MUFF organizers announced the festival's program in a press conference in İstanbul on Tuesday. More than 100 titles in total, among them 66 feature films, will be offered in this year's festival -- a number fit for a festival in its early years.

"There are now around 10 film festivals held annually in various Turkish cities. However, in all of these events, [national] competition sections feature more or less the same selections [in a given year]. In the Malatya film festival, we wanted to break this habit and introduce a novelty with an official selection made up of comedy films," Ali Sönmez, a member of the festival's advisory committee, said during Tuesday's conference at the Point Hotel Barbaros.

The festival will open with "Badem Şekeri" (The Sugar Almonds), a 1963 Turkish comedy noted for its star-studded cast that brought together Türkan Şoray, Fatma Girik, Fikret Hakan, Öztürk Serengil and Hulusi Kentmen. Directed by Osman F. Seden, the film was also noted for being the first -- and only -- movie with Şoray and Girik in the title roles.

The week-long festival will feature two competition programs: one international competition for features and another for short films from Turkey. The festival is a first among its peers in Turkey as both its competitions are for films exclusively in the genre of comedy.
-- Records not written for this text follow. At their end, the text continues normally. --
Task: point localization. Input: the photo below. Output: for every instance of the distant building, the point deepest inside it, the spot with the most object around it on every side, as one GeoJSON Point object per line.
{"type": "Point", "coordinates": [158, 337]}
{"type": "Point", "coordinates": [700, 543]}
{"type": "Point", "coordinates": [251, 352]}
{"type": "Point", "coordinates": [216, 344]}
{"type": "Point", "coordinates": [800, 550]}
An assorted selection of 10 films, including one from Turkey, will vie for the international competition's Crystal Apricot Prizes -- renamed when another film festival in Armenia said "Golden Apricot," the title MUFF had initially selected for its award statuettes, was originally part of their festival's title.

"(Untitled)," US filmmaker Jonathan Parker's tongue-in-cheek look at the modern-day art world; Turkish filmmaker Murat Şeker's newest effort, "Çakallarla Dans" (Dances with the Jackals), a play on words evocative of Kevin Costner's 1990 epic; and "Simon Konianski," an event-packed road movie, directed by Belgium's Micha Wald, are among films running in the international competition. Two films from South America, the Chilean "Illusiones Opticas" (Optical Illusions), directed by Cristian Jimenez, and Argentine Hernan Golfrid's "Musica en espera" (Music on Hold), are also in contention.
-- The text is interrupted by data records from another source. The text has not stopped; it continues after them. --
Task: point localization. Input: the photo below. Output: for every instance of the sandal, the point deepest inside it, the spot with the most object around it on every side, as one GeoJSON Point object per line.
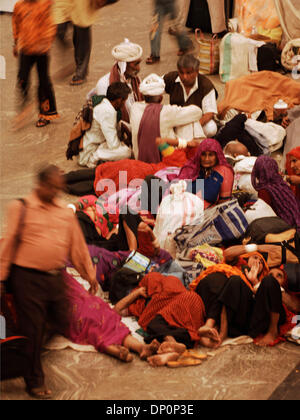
{"type": "Point", "coordinates": [40, 393]}
{"type": "Point", "coordinates": [152, 59]}
{"type": "Point", "coordinates": [184, 362]}
{"type": "Point", "coordinates": [42, 122]}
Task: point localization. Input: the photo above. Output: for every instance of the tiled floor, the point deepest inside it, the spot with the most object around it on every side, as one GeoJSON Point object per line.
{"type": "Point", "coordinates": [242, 372]}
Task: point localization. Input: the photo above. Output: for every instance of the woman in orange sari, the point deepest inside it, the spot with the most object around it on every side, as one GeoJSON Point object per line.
{"type": "Point", "coordinates": [244, 299]}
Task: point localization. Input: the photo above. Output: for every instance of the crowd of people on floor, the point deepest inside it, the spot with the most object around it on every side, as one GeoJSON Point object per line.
{"type": "Point", "coordinates": [175, 241]}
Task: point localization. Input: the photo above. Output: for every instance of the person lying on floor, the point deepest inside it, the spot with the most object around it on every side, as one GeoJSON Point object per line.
{"type": "Point", "coordinates": [209, 164]}
{"type": "Point", "coordinates": [187, 87]}
{"type": "Point", "coordinates": [92, 321]}
{"type": "Point", "coordinates": [150, 119]}
{"type": "Point", "coordinates": [169, 313]}
{"type": "Point", "coordinates": [101, 141]}
{"type": "Point", "coordinates": [243, 300]}
{"type": "Point", "coordinates": [293, 170]}
{"type": "Point", "coordinates": [113, 230]}
{"type": "Point", "coordinates": [271, 188]}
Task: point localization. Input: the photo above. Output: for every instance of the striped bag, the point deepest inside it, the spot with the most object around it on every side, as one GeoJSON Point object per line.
{"type": "Point", "coordinates": [177, 209]}
{"type": "Point", "coordinates": [209, 55]}
{"type": "Point", "coordinates": [222, 224]}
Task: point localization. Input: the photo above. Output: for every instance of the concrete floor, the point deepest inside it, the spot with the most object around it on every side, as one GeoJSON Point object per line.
{"type": "Point", "coordinates": [234, 373]}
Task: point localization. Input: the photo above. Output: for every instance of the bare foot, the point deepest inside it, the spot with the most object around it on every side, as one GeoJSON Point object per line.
{"type": "Point", "coordinates": [266, 340]}
{"type": "Point", "coordinates": [162, 359]}
{"type": "Point", "coordinates": [149, 349]}
{"type": "Point", "coordinates": [169, 347]}
{"type": "Point", "coordinates": [211, 334]}
{"type": "Point", "coordinates": [120, 352]}
{"type": "Point", "coordinates": [41, 393]}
The Crystal Apricots will be handed out in five categories: best film, best director, best screenplay, best actor and best actress. The Crystal Apricot for Best Film will come with a cash prize of 10,000 euros, while the rest of the awards will bring their winners a cash award of 3,000 euros. The international competition will also hand out a Jury's Special Prize, a Turkish Film Critics Association (SİYAD) Prize and an Audience Award named after the late Turkish comic actor Kemal Sunal, who died 10 years ago. Sunal will also be remembered at the festival with a special section dedicated to his movies.

The festival will also pay homage to Ayşen Gruda and Erol Günaydın, two revered comedic actors of Turkish cinema and theater, who will receive awards. The two veteran actors will receive their honors during the festival's opening gala.